In October, researchers at the University of Pennsylvania released details of a new algorithm they developed for jailbreaking an LLM using another LLM. The algorithm, called Prompt Automatic Iterative Refinement (PAIR), involved getting one LLM to jailbreak another. "At a high level, PAIR pits two black-box LLMs — which we call the attacker and the target — against one another; the attacker model is programmed to creatively discover candidate prompts which will jailbreak the target model," the researchers had noted. According to them, in tests PAIR was capable of triggering "semantically meaningful," or human-interpretable, jailbreaks in a mere 20 queries. The researchers described that as a 10,000-fold improvement over previous jailbreak techniques.
Highly Effective
The new TAP method that the researchers at Robust Intelligence and Yale developed is different in that it uses what the researchers call a "tree-of-thought" reasoning process.
"Crucially, before sending prompts to the target, TAP assesses them and prunes the ones unlikely to result in jailbreaks," the researchers wrote. "Using tree-of-thought reasoning allows TAP to navigate a large search space of prompts and pruning reduces the total number of queries sent to the target."
Such research is important because many organizations are rushing to integrate LLM technologies into their applications and operations without much thought to the potential security and privacy implications.

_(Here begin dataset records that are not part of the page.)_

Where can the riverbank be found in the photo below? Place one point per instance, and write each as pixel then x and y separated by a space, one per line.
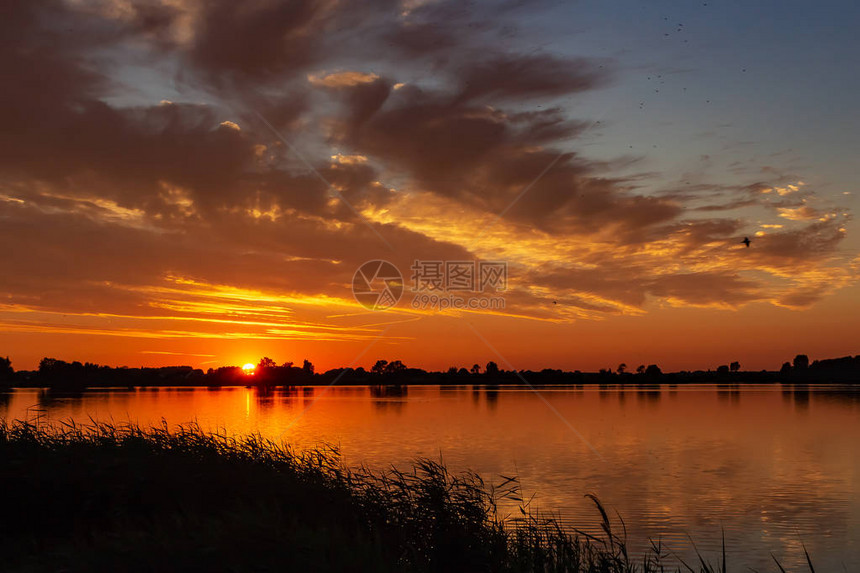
pixel 121 498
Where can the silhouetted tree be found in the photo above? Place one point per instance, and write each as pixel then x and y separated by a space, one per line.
pixel 801 362
pixel 307 367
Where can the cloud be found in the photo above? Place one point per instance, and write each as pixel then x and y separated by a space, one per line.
pixel 105 196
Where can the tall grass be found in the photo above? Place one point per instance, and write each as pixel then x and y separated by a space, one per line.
pixel 109 497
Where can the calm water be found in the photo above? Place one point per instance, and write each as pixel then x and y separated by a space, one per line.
pixel 774 466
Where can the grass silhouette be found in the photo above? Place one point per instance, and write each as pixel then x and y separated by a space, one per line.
pixel 109 497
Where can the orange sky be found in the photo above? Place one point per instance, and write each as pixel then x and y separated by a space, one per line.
pixel 188 186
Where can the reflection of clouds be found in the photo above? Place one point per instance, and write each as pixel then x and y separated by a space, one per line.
pixel 688 463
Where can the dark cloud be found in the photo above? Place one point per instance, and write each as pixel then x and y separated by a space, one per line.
pixel 96 193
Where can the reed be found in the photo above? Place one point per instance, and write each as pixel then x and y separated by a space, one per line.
pixel 118 497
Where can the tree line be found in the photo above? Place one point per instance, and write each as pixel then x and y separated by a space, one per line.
pixel 62 375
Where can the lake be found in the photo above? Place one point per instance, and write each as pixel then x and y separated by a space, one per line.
pixel 774 467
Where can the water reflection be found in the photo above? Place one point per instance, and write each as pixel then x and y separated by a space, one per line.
pixel 771 464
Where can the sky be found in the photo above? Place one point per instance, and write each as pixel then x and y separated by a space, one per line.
pixel 189 182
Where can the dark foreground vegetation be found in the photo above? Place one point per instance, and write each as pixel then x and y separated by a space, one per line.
pixel 120 498
pixel 72 376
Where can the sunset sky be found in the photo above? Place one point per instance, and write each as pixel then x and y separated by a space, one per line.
pixel 196 182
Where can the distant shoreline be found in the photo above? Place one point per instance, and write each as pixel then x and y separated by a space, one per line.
pixel 61 375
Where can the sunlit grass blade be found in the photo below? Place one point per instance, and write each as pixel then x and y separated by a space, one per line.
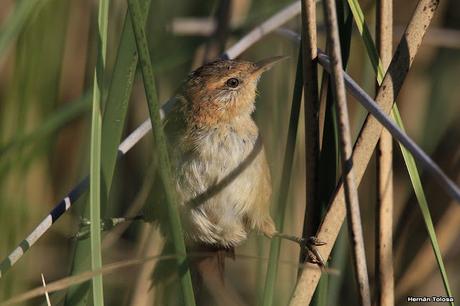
pixel 420 194
pixel 272 269
pixel 113 122
pixel 163 158
pixel 408 158
pixel 95 155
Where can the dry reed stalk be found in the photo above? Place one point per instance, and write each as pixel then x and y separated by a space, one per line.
pixel 311 111
pixel 367 140
pixel 384 254
pixel 351 191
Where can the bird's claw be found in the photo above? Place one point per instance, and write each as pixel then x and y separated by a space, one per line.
pixel 309 244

As the TAP researchers noted in their report, many of the LLMs depend on guardrails that model developers implement to protect against unintended behavior. "However, even with the considerable time and effort spent by the likes of OpenAI, Google, and Meta, these guardrails are not resilient enough to protect enterprises and their users today," the researchers said. "Concerns surrounding model risk, biases, and potential adversarial exploits have come to the forefront."